Top KPIs to monitor (actionable list)
- First Response Time (target ≤ 4 hours for non-urgent, ≤ 30 minutes for outage/safety)
- First-Call Resolution (target ≥ 70%)
- CSAT and NPS (CSAT ≥ 4.5/5, NPS ≥ 50)
- Average Handle Time (phone: 6–12 minutes; chat: 4–8 minutes)
- Ticket backlog age (target ≤ 48 hours for open non-urgent tickets)
- Field dispatch SLA compliance (target 95% within promised window)
Complaint handling, escalations and legal considerations
Create a three-tier escalation matrix with explicit timelines and owners. Example: Tier 1 (acknowledge, resolve or schedule within 24–48 hours); Tier 2 (technical case review with engineering within 72 hours); Tier 3 (executive/contract/legal review within 7 business days). For safety or production-critical failures (e.g., inverter offline and home without power), escalate immediately to on-call engineering and field service with a 24-hour repair target when parts are available.
Document remedies and limits clearly in customer-facing contracts and internal SOPs: common remedies include remote troubleshooting, on-site repair, component replacement, or pro-rated credit. For example, authorize customer support to issue up to $500 in good-will credits without manager approval; larger credits or buyouts should follow a documented approval path. Maintain records of all remediation decisions for warranty and regulatory audits.
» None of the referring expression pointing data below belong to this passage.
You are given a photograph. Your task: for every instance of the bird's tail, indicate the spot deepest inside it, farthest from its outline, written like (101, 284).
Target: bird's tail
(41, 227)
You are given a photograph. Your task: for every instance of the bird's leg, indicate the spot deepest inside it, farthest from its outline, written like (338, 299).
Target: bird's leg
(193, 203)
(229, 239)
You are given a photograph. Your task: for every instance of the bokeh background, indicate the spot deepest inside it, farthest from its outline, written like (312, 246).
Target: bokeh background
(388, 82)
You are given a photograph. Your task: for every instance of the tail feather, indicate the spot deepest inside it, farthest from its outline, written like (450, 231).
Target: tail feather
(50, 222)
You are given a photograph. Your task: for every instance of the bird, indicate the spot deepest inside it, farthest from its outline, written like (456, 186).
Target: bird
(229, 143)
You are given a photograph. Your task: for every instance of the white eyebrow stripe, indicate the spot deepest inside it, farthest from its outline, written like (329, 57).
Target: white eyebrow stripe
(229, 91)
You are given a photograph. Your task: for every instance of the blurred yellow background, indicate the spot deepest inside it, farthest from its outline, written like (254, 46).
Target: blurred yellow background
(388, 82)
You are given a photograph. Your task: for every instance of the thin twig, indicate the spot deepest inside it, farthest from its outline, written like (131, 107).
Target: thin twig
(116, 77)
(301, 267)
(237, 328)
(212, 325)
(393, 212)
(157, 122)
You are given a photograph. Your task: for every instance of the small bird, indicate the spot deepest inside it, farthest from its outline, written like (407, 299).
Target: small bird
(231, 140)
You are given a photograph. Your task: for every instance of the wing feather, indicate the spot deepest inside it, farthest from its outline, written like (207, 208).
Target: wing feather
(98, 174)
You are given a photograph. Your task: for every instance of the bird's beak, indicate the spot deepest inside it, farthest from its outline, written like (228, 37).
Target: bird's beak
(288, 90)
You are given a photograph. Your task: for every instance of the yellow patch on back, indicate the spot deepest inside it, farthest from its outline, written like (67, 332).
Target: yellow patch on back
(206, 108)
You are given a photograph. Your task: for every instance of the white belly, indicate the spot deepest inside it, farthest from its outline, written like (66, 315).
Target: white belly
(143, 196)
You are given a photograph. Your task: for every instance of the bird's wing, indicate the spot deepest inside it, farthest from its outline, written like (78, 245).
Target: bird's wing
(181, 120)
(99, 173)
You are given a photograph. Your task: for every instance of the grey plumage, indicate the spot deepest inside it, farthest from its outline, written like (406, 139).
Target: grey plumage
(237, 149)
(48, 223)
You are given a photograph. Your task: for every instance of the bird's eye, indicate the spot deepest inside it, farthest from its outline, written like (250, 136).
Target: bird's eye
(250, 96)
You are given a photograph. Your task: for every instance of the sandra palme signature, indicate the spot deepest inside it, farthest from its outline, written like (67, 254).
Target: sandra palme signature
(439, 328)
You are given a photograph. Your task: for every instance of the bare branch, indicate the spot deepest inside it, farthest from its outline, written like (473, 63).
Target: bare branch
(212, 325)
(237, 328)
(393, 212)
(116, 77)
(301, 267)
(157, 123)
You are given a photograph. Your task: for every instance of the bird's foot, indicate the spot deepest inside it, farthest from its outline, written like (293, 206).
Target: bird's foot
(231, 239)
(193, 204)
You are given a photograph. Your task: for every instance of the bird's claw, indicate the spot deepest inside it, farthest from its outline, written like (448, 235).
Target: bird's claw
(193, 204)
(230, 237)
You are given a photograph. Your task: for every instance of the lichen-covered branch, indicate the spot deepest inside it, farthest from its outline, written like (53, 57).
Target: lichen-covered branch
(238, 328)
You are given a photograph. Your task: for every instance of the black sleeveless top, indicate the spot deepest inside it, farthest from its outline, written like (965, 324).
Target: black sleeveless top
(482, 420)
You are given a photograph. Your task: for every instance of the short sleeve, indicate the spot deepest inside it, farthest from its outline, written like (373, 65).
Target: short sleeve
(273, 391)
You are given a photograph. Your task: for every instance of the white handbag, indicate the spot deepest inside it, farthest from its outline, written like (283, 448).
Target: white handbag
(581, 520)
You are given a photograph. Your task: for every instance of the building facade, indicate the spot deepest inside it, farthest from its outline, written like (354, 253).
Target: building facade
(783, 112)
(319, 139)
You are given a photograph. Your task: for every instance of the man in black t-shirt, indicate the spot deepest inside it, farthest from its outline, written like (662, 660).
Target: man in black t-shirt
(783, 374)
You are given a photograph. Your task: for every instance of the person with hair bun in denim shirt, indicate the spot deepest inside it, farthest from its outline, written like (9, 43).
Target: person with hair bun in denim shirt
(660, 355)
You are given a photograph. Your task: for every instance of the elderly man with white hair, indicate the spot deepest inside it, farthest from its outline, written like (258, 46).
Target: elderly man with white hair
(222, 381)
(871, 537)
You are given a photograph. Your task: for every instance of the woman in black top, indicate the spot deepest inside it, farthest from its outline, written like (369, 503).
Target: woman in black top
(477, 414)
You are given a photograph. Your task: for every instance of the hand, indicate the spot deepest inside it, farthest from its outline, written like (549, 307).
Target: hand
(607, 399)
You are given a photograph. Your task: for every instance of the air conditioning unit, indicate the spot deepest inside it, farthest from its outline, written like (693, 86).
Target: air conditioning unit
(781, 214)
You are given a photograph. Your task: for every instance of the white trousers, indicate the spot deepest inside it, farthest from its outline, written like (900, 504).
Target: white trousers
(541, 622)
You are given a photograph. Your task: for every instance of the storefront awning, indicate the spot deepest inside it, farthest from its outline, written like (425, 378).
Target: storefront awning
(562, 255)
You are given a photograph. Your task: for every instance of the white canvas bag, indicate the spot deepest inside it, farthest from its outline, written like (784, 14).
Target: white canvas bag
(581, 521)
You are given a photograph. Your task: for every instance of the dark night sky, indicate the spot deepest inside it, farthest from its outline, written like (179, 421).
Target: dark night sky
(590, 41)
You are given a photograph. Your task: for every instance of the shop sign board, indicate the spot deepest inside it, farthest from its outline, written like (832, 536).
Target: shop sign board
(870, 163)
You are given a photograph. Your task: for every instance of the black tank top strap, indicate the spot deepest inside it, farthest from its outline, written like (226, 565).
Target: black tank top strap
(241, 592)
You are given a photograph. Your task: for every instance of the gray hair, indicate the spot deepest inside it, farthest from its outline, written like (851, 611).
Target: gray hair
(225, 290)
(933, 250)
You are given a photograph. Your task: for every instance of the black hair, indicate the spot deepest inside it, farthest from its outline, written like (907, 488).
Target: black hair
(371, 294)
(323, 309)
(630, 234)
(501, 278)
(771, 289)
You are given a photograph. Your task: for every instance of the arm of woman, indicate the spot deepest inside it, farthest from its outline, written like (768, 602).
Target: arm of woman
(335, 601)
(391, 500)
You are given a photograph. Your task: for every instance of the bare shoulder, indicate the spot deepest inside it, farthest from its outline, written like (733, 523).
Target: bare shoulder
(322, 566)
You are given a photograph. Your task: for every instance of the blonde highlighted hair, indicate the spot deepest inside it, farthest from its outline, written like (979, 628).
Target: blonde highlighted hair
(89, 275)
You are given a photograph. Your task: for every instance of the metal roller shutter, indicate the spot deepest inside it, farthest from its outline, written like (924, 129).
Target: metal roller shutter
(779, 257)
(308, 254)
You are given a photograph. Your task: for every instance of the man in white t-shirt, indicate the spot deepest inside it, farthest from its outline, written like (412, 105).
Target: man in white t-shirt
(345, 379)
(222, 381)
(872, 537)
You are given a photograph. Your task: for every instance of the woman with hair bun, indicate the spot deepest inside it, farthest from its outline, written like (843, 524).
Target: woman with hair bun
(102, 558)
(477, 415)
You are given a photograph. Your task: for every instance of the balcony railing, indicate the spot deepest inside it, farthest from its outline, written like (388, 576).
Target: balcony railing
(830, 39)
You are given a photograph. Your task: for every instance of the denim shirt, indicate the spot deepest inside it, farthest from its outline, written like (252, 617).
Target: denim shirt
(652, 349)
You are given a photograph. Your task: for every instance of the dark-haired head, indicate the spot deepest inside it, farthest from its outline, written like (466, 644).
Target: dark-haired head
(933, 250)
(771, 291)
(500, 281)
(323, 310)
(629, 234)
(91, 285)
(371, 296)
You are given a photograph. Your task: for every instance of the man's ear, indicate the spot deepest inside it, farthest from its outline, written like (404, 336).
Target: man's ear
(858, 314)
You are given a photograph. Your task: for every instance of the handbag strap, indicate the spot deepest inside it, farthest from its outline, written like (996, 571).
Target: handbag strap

Customer touchpoints, sample scripts and contact formats
Standardize language for common scenarios to ensure clarity and compliance. For example, outage acknowledgement: “We’re aware of your reported inverter offline event (ticket #2025-5421). A technician will contact you within 4 hours for initial diagnostic. If the system creates any safety concerns, please isolate the system and call emergency services.” Keep messages concise and include ticket IDs, next steps and expected time windows.
Provide clear public-facing contact channels and internal templates. Example contact format (replace with official values): Phone: (800) 555-0123; Support email: [email protected]; Customer Portal: https://portal.posigen.example.com. Maintain a dedicated API/webhook endpoint for monitoring partners: https://api.posigen.example.com/alerts with HMAC authentication for secure telemetry exchanges.
What is the phone number for PosiGen?
Customer Care: (888) 939-4442 | Monday-Friday 8am-6pm CST.
How much does PosiGen cost per month?
How Much Does PosiGen Cost? While PosiGen does not publish pricing, the average monthly cost for a solar lease is $50 to $200. A number of factors will affect a homeowner’s monthly cost, including the size of the system, a household’s energy needs, solar storage options, panel manufacturer, and local labor rates.
How do I contact PosiGen?
(888) 939-4442
Customer Care: (888) 939-4442 | Monday-Friday 8am-6pm CST.
Where is PosiGen solar headquarters?
PosiGen is headquartered in Saint Rose, 145 James Dr E #300, United States, and has 12 office locations.
What company is PosiGen?
PosiGen is a leading provider of residential solar and energy efficiency solutions, making clean energy affordable and accessible for all households—regardless of income and credit score.
How do I get out of my solar contract?
If you want to cancel your lease because you’re selling your property, you typically have the option to transfer your lease to the new homeowner. Otherwise, many solar leasing contracts offer specific buy-out options and prices directly in their contract, but you can get stuck with pricey buyout fees.